The group acquired South African athletic apparel retail chain, Studio88, in 2023. In the same year, the group merged Mr Price Kids and Mr Price Baby into a standalone Mr Price Kids retail chain.

In 2024, the company opened 238 stores during its 2024 fiscal year, with telecoms being the fastest growing segment. The same year, the company announced it reached 3,000 stores.

In June 2025, the group announced plans to open 200 additional stores in 2026.

In January 2026, MRP Group restated its intention to acquire German clothing retail company NKD, including 2,100 stores across Europe. The acquisition would cost R9.7 billion.

However, MRP faced pushback from some of its shareholders, who believed that MRP would be subsidizing NKD, with not enough certainty of a return on investment. One shareholding company noted NKD's R500 million loss in 2023. Shareholders also noted failed international expansions by other South African companies, such as Woolworths acquiring David Jones, and Famous Brands acquiring Gourmet Burger Kitchen, and said the capital could be better spent elsewhere. A special review of the purchase by the JSE Limited was requested in January 2026 by MRP Group shareholder Benguela Global Fund Managers.

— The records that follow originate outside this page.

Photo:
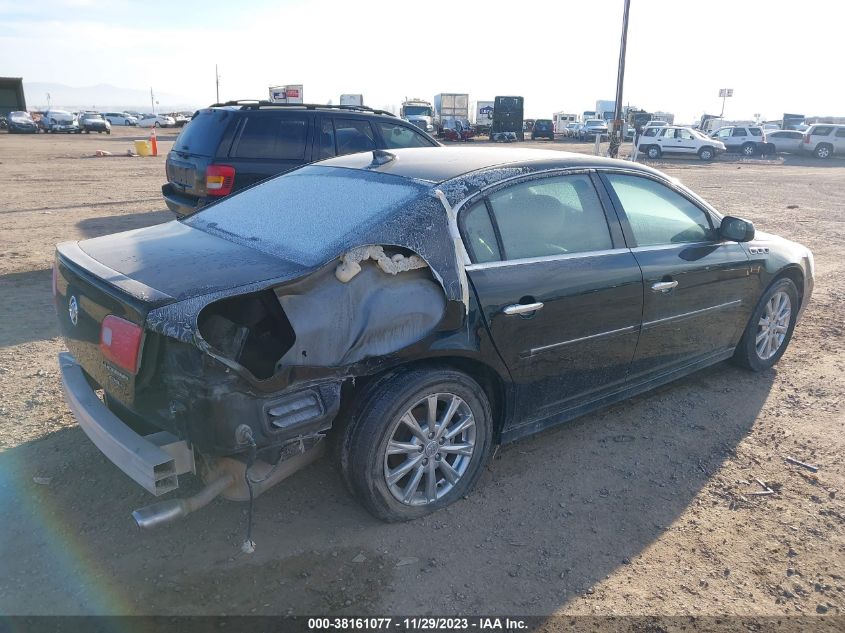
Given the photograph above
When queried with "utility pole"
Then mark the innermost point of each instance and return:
(725, 93)
(615, 139)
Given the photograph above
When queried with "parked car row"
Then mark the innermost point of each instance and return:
(227, 148)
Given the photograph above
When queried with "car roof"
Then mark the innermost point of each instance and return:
(438, 165)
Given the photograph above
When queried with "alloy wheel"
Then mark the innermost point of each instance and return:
(430, 448)
(773, 325)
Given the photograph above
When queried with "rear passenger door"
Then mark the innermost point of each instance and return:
(560, 293)
(698, 288)
(839, 140)
(266, 144)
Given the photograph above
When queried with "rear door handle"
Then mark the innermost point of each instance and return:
(664, 286)
(522, 308)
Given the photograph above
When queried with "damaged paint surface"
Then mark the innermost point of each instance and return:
(278, 219)
(339, 322)
(350, 263)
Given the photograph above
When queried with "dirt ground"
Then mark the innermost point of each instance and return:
(642, 508)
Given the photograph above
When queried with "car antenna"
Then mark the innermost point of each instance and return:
(381, 157)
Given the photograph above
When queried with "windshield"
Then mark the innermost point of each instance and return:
(417, 111)
(309, 215)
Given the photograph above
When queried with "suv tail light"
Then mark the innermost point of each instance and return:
(120, 342)
(219, 180)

Also in January 2026, MRP Group opened applications for young women interested in operating small coffee businesses inside certain MRP Home stores, as part of the company's Foundation Coffee incubator program. The foundation said the program is designed to give aspiring entrepreneurs access to real trading environments, rather than their relying on classroom-based education. Those selected will be responsible for managing the cafés’ daily operations and generating revenue through sales.

==Operations==

Mr Price Group operates the following subsidiaries:

MRP Group store distribution, as at June 2025
| Store name | Type | Number of outlets |
|---|---|---|
| Studio 88 | Clothing | 951 |
| MRP | Clothing | 626 |
| Sheet Street | Homeware (linen) | 334 |
| Power Fashion | Clothing | 324 |
| Miladys | Women's clothing | 265 |
| MRP Home | Homeware (general) | 231 |
| MRP Sport | Sportswear and sporting equipment | 178 |
| MRP Cellular | Mobile telephony | 61 |
| MRP Kids | Kidswear | 39 |
| Yuppiechef | Cooking equipment | 21 |
| Total stores | - | 3,030 |

In terms of the group's retail category split, in 2025, 79.7% of the group's sales came from apparel, 17.1% from homeware, and 3.2% from financial services and telecoms.

The group operates across numerous African countries. In the same year, online channels contributed a total of 2.1% of the group's sales.

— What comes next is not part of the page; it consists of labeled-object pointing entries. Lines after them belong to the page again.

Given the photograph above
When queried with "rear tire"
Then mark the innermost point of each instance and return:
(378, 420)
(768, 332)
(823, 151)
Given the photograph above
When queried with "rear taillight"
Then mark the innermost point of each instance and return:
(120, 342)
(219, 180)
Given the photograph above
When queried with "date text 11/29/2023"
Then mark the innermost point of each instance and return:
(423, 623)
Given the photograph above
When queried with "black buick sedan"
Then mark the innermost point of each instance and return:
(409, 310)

Mr Price Group's sales are generated predominantly in South Africa, with the company's home country comprising a total of 92.2% of total sales, and Africa making up the remaining 7.8%. In 2024, South African sales grew by 15.5%, compared to the rest of Africa sales for the group growing by 25.4%.

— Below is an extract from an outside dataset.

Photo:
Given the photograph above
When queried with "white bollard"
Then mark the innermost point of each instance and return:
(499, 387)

Analysts have described the group as operating a low-cost retail model relative to industry peers. In its 2024 fiscal year, the group reported that it had 4.1 million customers.

The group has partnered with South African delivery company, Pargo, for click and collect lockers. Mr Price Group operates over 900 such lockers as delivery options for its customers.

==Corporate social responsibility==

The group operates the Mr Price Foundation, founded in 2005. A registered nonprofit organization (NPO) the Foundation focuses on improving youth unemployment and education quality.

By the mid-2020s, the company reported increased use of sustainable materials in its product lines. It also helped develop the Retail-CTFL Master Plan 2030 of South Africa.

The group participates in membership organizations including the Ethical Trading Initiative (ETI), the National Credit Retail Federation (NCRF), the Forestry Stewardship Council (FSC), Proudly SA, and various Producer Responsibility Organizations (PROs).

Mr Price Group partners with The Clothing Bank and The Clothing Box, both economic empowerment projects in South Africa focused on prolonging product usage and reducing excess merchandise.

MRP Group also operates a Foundation Coffee incubator program, with the goal of empowering young women with experiential learning, by offering them the opportunity to earn incomes by running coffeehouses inside select MRP Home stores across SA.